Throughout Gordimer's story, the young narrator's naďve perspective and honest voice emphasize her uncertainty and disorientation during her ordeal and heighten the reader's connection with her.
That the drawings are similarly youthful, done in vibrant colors by untrained artists, adds an emotional visual element, perfectly complementing the affecting story.
About the Artists
Nadine Gordimer (1923-2014) won the Nobel Prize for literature in 1991. She was involved in South Africa's anti-apartheid struggle for decades and used her writing as a window through which the people of South Africa could see themselves. As a result of her efforts against apartheid, many of Gordimer's works were banned in South Africa, but she refused to leave the country and lived and worked there until her death.

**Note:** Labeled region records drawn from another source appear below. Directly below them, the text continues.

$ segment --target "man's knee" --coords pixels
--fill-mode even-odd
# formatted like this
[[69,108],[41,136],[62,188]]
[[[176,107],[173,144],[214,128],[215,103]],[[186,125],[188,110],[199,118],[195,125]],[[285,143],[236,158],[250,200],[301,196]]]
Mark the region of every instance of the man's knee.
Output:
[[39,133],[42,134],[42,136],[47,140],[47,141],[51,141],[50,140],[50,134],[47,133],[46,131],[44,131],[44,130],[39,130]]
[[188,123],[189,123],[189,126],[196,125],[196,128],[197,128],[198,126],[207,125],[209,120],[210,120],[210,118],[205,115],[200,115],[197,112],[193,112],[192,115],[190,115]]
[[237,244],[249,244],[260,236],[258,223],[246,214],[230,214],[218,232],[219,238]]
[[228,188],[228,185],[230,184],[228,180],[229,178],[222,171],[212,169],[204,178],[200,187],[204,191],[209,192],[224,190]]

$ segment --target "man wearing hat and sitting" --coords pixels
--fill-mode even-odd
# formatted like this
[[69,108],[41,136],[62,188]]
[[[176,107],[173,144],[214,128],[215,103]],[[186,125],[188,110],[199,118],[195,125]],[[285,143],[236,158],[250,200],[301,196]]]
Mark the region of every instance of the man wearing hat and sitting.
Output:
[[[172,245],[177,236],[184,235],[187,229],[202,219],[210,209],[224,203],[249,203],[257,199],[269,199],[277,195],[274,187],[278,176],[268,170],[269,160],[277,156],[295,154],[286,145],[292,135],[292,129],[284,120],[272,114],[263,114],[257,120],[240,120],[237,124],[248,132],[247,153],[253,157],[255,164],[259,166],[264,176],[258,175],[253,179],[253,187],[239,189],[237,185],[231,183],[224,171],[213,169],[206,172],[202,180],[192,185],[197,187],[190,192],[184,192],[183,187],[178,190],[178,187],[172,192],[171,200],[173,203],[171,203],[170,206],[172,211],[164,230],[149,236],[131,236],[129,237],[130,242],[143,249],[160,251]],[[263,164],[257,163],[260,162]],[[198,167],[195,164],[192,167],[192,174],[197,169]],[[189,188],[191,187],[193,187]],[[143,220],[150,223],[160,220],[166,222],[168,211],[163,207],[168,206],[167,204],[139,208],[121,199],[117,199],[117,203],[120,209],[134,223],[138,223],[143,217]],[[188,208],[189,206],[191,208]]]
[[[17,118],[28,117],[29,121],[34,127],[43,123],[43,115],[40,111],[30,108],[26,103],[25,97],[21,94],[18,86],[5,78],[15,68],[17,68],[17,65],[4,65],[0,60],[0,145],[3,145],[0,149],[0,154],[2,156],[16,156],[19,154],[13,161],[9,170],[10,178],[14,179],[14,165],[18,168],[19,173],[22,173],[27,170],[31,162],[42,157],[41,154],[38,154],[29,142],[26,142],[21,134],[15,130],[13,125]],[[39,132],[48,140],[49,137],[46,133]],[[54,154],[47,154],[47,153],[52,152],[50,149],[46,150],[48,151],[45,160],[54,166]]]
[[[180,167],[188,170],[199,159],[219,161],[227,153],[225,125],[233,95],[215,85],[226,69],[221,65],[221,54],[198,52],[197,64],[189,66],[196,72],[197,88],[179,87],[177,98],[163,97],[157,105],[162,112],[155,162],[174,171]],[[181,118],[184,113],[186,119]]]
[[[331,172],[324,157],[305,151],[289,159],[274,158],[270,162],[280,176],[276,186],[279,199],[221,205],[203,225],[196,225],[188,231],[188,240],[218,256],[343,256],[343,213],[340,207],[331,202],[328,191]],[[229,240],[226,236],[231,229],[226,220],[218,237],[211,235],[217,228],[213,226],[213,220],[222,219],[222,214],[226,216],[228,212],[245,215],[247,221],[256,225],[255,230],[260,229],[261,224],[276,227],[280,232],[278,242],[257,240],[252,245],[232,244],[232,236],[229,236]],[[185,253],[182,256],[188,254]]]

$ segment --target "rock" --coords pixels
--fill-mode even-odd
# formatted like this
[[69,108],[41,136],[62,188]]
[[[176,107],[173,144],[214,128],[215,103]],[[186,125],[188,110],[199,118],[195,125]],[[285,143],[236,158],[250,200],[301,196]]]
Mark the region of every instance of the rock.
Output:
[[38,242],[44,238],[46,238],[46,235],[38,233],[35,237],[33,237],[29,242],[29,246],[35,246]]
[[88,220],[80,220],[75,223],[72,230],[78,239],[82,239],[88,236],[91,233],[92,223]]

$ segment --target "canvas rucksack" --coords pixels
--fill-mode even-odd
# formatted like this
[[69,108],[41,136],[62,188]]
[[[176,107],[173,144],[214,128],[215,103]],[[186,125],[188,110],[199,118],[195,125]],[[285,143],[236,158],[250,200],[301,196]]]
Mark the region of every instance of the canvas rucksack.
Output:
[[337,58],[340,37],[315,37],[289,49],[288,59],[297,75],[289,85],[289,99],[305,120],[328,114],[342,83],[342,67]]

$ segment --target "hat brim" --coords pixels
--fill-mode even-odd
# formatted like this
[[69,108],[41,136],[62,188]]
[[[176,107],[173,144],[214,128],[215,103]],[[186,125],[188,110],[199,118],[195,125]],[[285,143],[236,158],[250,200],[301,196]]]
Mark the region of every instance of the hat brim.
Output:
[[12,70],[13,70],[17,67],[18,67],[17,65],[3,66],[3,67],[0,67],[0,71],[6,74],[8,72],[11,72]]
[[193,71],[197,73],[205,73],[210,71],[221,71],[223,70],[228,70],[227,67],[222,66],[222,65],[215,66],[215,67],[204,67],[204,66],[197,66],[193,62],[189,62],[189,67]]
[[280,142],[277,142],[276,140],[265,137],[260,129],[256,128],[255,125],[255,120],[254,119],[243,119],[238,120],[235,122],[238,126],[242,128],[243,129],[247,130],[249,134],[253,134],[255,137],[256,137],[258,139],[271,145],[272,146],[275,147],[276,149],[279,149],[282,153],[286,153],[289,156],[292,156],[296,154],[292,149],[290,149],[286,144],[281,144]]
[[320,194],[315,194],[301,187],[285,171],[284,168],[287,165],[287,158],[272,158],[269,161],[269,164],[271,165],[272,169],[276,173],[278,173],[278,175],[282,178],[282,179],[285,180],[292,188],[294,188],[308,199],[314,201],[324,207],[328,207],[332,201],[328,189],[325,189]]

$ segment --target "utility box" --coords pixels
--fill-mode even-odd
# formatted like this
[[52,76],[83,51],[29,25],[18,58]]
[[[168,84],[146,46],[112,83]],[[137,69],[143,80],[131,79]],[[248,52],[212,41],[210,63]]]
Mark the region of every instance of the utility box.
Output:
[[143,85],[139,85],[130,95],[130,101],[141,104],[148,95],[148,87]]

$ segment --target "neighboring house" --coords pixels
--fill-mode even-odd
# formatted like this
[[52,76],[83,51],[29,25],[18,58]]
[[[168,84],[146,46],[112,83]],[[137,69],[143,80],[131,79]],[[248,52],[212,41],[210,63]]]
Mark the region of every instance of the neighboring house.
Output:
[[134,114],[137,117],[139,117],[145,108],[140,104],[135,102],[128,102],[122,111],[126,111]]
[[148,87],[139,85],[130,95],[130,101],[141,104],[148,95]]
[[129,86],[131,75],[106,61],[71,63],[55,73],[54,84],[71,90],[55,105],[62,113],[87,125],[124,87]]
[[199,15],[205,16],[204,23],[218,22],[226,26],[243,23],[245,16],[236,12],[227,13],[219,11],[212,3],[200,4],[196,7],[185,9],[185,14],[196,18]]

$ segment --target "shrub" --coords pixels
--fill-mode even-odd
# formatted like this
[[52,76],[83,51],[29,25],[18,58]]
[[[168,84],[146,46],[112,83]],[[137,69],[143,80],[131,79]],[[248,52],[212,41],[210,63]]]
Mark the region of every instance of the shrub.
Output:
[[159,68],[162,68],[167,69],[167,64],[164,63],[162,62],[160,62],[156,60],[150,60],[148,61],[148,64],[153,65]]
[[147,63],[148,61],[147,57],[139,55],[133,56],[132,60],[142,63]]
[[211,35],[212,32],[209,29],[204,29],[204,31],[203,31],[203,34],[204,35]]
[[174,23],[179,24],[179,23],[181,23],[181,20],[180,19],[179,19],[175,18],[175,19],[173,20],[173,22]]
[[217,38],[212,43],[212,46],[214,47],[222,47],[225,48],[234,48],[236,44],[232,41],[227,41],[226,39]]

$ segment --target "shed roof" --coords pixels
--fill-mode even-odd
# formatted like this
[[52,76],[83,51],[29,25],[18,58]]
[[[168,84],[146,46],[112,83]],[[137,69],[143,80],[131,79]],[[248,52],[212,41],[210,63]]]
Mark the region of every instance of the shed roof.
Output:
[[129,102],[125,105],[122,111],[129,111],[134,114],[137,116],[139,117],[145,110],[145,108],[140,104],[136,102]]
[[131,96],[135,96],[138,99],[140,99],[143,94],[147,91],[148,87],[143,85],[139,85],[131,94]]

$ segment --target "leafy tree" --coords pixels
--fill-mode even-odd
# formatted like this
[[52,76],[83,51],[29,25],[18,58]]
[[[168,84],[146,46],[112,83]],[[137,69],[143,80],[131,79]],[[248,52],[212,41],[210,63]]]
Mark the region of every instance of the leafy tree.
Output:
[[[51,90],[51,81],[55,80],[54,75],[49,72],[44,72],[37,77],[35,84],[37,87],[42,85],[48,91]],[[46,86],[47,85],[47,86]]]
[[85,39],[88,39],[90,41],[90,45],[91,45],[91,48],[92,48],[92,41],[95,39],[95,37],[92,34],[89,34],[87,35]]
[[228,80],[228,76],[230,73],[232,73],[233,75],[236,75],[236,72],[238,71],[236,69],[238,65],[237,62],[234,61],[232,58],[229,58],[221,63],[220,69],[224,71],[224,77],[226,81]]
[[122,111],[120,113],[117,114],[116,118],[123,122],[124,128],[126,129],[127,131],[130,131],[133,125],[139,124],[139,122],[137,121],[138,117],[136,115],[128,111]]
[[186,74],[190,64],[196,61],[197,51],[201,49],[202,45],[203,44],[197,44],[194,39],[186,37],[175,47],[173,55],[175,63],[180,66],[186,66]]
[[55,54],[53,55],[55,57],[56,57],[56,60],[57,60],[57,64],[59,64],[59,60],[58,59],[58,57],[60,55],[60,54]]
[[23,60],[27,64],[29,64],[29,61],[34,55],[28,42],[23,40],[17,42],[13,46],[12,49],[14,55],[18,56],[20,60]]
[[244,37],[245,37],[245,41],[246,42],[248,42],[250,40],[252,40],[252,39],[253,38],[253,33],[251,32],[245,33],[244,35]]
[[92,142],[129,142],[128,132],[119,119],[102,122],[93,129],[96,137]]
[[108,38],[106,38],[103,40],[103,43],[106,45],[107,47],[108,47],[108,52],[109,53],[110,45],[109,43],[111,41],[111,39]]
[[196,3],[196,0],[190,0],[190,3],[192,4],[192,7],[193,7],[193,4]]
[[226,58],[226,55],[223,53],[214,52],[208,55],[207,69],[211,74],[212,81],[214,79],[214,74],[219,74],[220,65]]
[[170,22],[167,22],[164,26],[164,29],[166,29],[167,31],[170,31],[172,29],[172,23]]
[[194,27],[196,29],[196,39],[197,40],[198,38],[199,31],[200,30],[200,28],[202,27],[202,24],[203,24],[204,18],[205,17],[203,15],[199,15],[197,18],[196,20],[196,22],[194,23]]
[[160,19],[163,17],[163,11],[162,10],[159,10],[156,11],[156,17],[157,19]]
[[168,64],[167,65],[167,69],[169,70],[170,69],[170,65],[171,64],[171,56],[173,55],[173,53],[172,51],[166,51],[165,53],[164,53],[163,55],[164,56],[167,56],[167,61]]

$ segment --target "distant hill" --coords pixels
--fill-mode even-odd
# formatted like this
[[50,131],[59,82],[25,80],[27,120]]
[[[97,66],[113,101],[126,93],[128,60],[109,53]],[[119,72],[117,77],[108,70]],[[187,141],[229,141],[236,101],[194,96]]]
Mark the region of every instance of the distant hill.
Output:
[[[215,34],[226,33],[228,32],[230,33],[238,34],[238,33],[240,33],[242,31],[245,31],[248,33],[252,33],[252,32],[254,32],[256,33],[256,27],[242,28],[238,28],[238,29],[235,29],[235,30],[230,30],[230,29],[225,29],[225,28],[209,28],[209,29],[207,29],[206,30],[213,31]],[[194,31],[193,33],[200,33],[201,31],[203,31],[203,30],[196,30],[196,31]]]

The three women who made the illustrations are not trained artists and do not work as artists. Masuku, Manthosi, and Ngomane now work as seasonal laborers on farms near their homes in Welverdiend, outside Kruger National Park's Orpen Gate. The book includes a short biography of each woman, detailing her own journey from Mozambique through Kruger National Park into South Africa. None of the three has returned to her home country, and each experienced some tragedy or trauma along the way. A man in Manthosi's group was lost in the Park, and she carried his three-year-old daughter for the remainder of the journey. Ngomane and her family were arrested near Phalaborwa Gate and jailed in Mozambique (they eventually came into South Africa via Swaziland). Masuku recalls how her uncle's daughter fell prey to a lion in the Park.
The life stories of the three women refugee-artists amplify the irony of title, “the ultimate safari.” Gordimer's story together with the artwork of Manthosi, Ngomane, and Masuku are powerful expressions of this desperate immigration story.
There is a poignant postscript to the production of this book: colorful wrist watches decorating the end pages. Why? Alsetah Manthosi loves wrist watches. When she was in Johannesburg to work on the book, she took the opportunity to buy some wrist watches. She then made the print of watches, which Attwood and others could not resist using even though it was extraneous to the story. “The watches are aspirational objects of desire and a marker of time, making it the perfect beginning and end to the book.”